Every coin has two sides. The problem with America today is a two-sided coin.

This is the source of what most people are referring to as “anger,” which really is nothing more than a tantrum.

Here’s the two-sided coin:

  1. “It’s not my fault.”
  2. “God will take care of it.”

Both of these statements are inherently flawed, and therefore often lead to unsatisfactory conclusions, which can cause people to develop a childish rant.

Let’s start with the first one.

The problems in our lives to some degree always involve our own lacking, procrastination, indifference, laziness or bigotry. If you can convince someone that “it’s not their fault,” then they can start looking for an enemy.

On the other hand, the second assertion–that God will take care of everything–has generated false hope. God did not create anything that does not have to participate in life. Humans are no different.

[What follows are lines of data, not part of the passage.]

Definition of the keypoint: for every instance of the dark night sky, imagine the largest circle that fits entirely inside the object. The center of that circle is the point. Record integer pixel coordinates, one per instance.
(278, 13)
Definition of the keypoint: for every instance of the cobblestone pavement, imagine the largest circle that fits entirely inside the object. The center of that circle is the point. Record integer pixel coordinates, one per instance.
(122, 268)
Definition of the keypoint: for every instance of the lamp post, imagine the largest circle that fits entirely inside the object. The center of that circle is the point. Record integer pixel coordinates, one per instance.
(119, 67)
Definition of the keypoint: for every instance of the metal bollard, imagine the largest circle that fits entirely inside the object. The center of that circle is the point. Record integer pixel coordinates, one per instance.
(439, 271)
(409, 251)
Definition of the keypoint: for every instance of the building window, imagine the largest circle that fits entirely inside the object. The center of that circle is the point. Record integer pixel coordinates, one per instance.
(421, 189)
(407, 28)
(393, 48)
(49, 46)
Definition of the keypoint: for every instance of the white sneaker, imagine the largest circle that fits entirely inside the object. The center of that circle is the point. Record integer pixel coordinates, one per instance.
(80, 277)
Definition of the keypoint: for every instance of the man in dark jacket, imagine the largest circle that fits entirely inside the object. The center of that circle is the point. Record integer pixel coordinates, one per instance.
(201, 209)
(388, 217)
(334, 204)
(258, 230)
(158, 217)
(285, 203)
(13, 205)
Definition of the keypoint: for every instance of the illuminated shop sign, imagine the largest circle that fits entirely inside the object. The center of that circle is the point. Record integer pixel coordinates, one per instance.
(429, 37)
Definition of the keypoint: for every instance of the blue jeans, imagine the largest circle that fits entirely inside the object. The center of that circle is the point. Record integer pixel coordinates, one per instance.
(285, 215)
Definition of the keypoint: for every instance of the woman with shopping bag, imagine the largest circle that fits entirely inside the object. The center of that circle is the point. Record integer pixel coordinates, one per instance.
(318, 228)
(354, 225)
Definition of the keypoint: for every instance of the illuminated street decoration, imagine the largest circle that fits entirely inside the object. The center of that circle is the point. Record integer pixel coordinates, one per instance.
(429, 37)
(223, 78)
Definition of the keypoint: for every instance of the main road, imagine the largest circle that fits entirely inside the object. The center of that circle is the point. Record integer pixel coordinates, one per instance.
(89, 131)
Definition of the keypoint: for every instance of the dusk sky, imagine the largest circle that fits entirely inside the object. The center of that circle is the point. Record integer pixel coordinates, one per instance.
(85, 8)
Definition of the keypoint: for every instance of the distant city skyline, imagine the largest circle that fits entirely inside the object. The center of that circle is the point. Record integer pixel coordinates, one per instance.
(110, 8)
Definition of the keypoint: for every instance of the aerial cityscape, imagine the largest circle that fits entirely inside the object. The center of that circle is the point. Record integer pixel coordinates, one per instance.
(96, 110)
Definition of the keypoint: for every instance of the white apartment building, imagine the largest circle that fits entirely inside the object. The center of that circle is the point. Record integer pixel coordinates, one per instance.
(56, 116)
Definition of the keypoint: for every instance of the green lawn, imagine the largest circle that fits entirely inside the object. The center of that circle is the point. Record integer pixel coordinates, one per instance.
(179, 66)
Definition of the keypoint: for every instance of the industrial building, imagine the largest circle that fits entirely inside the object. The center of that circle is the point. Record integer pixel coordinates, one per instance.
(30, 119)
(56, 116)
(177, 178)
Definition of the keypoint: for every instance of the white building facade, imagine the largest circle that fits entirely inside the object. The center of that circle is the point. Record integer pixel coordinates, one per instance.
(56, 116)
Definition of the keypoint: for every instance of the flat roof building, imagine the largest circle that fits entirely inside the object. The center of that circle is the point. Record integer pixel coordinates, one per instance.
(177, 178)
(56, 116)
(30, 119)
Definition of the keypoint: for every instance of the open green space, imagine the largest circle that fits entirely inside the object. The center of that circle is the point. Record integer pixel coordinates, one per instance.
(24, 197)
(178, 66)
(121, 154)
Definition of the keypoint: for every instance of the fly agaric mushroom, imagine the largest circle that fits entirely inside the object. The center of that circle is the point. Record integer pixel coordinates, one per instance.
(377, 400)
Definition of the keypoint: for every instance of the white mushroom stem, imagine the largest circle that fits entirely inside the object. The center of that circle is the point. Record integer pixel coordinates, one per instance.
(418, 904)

So it’s not so much that people are angry, but rather, that they’re experiencing the symptoms of seven-year-old tantrums, brought on by the fear of being held responsible or the errant promise of God taking care of everything. When these fail, frustration sets in.

So what can be done about this?

First, we have to stop legitimizing childish behavior. We have to take authority over our lives by admitting our part in the problem.

Then I think we need to teach those who seek a spiritual aspect that God is always prepared to give us wisdom, but rarely offers free checks in the mail.

Just enacting these two simple ideas would remove most of the attitude in this country which we have dubbed “anger,” and would replace it with a new feeling of good cheer, because we would be empowered to negotiate in our own lives instead of always looking for someone to blame or some heavenly being to take over our mess.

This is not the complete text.